Employment experts predict that the least skilled workers, including a sizable number of women, could see their jobs eliminated by automation. And while some analysis suggests that automation will create more jobs than it replaces, HR personnel in the tech industry have some doubt whether this will prove true. Only 47% think tech will create more jobs than it will replace, and only 42% of tech company CEOs plan to upskill their employees in the next three years, a KPMG report revealed.
Bloomberg analysis noted that Amazon may effectively spend less than the average company on their training initiative, saying that the average organization spends $1,296 per employee annually, according to the Association for Talent Development, while Amazon's plan as outlined would average out to about $1,077 per employee annually. Amazon is also far from the only major employer to announce an extensive training program. Walmart recently expanded its multi-tier training opportunities for its employees, including a revamp of its degree program, and companies like Salesforce, Goodwill and ManpowerGroup all have training initiatives to provide workers with additional skills.

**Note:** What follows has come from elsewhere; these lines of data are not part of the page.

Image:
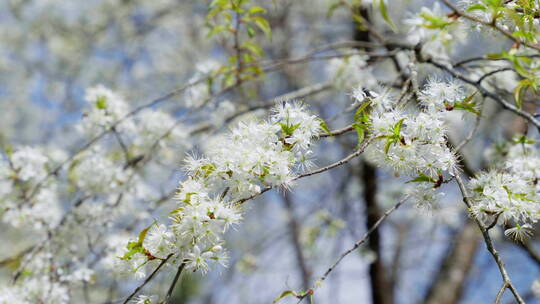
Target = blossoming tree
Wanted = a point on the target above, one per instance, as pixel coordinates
(147, 145)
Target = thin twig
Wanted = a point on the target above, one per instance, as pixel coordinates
(489, 242)
(356, 245)
(148, 279)
(500, 293)
(493, 25)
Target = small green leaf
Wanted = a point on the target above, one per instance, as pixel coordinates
(253, 48)
(397, 127)
(384, 12)
(285, 294)
(256, 9)
(360, 132)
(518, 94)
(476, 7)
(101, 103)
(263, 25)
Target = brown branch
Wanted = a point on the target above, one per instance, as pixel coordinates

Generally, employers are putting more time and dollars in training and development as an investment in the workplace of the future, but also to bolster their recruiting, retention and engagement efforts, especially in a tight labor market. Employees are also on board; 74% of workers in a 2018 Randstad Workmonitor survey said they see digitalization as an opportunity for advancement.
In a statement provided by Amazon about the training program, Jason Tyszko, VP at the U.S. Chamber of Commerce Foundation, said, "The future of work is now and the challenge is not just adapting to new technologies, but adapting to the dynamism of the economy, which will only accelerate."